つれない男女のウラの顔

一方成瀬さんはというと、女性に対して免疫はないと言っておきながら冷静で、表情も変わらない。今のところ赤面もしていないし、いつも通りといった感じ。

私のこと、妹みたいな感覚で見ているのかな。そうだとしたら、ちょっと複雑。


「洋画でいいか?」

「あ、はい」


テンパる私の隣で、成瀬さんは淡々と作業をこなしていく。その横顔を盗み見て、また胸がきゅんと締め付けられた。

そうしている間に映画が始まったけど、全然頭に入ってこない。今にも触れそうな距離がもどかしくて、そわそわしてしまう。

体の熱が引いてくれない。ずっと赤面していたら、さすがに怪しまれそう。


「…私このシリーズ好きです」

「俺も好きなやつだ。気が合うな」


ぐっふ…!
何とか話題を見付けて話しかけてみたら「俺も好き」攻撃に一瞬で心臓を射抜かれた。

今の私は成瀬さんの口から出る“好き”に耐えられない。私に向けた言葉ではないことくらい分かっているのに照れてしまう。


「顔、赤すぎ」

「だって……」


成瀬さんの「俺も好き」と同じタイミングで始まった映画のベッドシーン。テレビに映る外国人の俳優さんが、ベッドの上で何度もキスを繰り返しているから、思わず手で顔を覆った。

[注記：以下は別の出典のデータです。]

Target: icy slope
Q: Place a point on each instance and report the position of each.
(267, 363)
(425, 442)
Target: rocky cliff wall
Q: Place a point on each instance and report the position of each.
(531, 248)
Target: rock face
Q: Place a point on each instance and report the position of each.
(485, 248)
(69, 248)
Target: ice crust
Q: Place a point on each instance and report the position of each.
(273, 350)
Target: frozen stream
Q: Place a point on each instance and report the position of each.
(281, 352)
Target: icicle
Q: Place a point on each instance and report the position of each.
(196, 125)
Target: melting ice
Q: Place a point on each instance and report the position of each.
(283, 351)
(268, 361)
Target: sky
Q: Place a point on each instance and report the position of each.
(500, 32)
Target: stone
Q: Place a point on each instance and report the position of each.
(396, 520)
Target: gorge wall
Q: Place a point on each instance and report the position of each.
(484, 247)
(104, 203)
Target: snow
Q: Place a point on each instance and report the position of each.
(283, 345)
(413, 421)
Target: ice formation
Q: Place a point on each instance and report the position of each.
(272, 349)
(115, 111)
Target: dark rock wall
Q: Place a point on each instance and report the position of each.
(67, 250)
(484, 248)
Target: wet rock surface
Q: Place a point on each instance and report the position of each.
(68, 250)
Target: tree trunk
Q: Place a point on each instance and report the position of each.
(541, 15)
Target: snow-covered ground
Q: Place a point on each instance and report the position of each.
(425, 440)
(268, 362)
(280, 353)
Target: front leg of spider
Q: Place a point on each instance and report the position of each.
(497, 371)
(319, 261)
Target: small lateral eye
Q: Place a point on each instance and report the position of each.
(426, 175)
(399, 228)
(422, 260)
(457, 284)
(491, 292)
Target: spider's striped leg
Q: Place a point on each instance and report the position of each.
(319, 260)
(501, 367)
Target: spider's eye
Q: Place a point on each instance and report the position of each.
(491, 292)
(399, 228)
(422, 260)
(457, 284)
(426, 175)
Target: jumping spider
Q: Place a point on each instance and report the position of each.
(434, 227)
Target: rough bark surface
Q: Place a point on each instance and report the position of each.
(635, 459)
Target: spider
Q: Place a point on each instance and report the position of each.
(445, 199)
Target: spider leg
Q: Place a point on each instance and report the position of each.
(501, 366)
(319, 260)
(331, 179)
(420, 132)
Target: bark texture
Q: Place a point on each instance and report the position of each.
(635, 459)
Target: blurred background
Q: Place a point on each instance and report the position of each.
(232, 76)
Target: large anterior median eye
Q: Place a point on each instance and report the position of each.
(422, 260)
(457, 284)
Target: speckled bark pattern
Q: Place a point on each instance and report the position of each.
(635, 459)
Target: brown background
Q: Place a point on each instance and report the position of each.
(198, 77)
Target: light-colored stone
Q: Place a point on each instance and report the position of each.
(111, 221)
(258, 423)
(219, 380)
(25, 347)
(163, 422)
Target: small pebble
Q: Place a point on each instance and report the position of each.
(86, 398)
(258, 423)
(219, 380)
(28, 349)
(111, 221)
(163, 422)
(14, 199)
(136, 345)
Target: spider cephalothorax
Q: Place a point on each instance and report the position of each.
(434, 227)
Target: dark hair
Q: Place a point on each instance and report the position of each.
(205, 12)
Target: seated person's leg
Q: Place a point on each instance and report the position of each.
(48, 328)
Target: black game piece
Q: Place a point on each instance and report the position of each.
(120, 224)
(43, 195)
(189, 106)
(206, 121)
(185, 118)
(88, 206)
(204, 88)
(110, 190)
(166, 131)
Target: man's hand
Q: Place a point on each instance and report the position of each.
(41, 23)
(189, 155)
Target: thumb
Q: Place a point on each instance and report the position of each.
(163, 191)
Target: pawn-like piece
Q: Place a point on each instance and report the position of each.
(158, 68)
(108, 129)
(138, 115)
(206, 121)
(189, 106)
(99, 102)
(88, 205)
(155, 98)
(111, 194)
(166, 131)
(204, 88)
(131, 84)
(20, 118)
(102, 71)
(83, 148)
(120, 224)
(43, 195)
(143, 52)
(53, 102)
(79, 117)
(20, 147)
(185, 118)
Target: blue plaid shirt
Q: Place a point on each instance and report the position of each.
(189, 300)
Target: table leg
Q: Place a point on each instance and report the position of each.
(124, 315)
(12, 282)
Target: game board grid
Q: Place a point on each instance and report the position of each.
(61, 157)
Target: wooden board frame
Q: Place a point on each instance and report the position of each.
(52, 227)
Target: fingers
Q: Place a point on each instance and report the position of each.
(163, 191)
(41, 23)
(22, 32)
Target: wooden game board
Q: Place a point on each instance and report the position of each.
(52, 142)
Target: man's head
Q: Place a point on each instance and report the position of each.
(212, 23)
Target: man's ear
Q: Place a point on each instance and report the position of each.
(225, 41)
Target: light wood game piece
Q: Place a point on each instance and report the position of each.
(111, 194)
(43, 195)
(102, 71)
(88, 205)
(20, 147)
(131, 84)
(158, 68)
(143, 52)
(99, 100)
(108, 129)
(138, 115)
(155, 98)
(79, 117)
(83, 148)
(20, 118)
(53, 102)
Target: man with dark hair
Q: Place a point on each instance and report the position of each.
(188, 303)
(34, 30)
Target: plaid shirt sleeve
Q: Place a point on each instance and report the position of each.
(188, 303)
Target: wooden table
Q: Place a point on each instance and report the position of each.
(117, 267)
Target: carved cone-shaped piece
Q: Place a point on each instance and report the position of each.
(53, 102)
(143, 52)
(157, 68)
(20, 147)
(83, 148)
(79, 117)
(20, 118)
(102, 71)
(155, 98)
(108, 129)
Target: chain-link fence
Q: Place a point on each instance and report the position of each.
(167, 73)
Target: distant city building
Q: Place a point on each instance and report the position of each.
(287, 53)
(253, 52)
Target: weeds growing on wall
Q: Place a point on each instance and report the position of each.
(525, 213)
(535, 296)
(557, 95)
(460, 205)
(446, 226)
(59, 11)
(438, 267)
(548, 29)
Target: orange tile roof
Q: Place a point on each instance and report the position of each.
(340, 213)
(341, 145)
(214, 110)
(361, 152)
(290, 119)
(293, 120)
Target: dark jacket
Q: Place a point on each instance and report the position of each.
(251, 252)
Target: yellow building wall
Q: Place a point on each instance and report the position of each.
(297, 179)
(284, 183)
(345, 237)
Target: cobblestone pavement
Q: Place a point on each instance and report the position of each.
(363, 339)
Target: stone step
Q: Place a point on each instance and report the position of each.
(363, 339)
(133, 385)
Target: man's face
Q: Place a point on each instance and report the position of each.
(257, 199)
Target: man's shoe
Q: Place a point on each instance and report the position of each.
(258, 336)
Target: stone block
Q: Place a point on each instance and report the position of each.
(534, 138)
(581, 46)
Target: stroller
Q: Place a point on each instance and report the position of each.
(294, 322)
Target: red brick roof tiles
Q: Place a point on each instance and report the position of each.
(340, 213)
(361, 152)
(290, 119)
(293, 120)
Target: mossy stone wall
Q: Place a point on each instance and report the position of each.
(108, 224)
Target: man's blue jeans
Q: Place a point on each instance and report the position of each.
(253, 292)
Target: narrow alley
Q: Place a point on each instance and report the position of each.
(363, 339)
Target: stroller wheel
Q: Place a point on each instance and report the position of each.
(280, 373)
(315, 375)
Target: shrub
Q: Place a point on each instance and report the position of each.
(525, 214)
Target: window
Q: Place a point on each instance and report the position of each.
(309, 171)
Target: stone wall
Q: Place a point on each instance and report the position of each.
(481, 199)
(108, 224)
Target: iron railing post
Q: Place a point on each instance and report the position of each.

そうだった。洋画ってこういうシーンがあるんだ。成瀬さんのせいでただでさえ心臓バクバクなのに、目の前でカップルがイチャイチャし始めたら、そりゃ顔も赤くなるでしょ。


赤面する私を、成瀬さんは笑いながら見ている。その悪戯っぽい笑顔がまた良くて、思わず見惚れてしまった。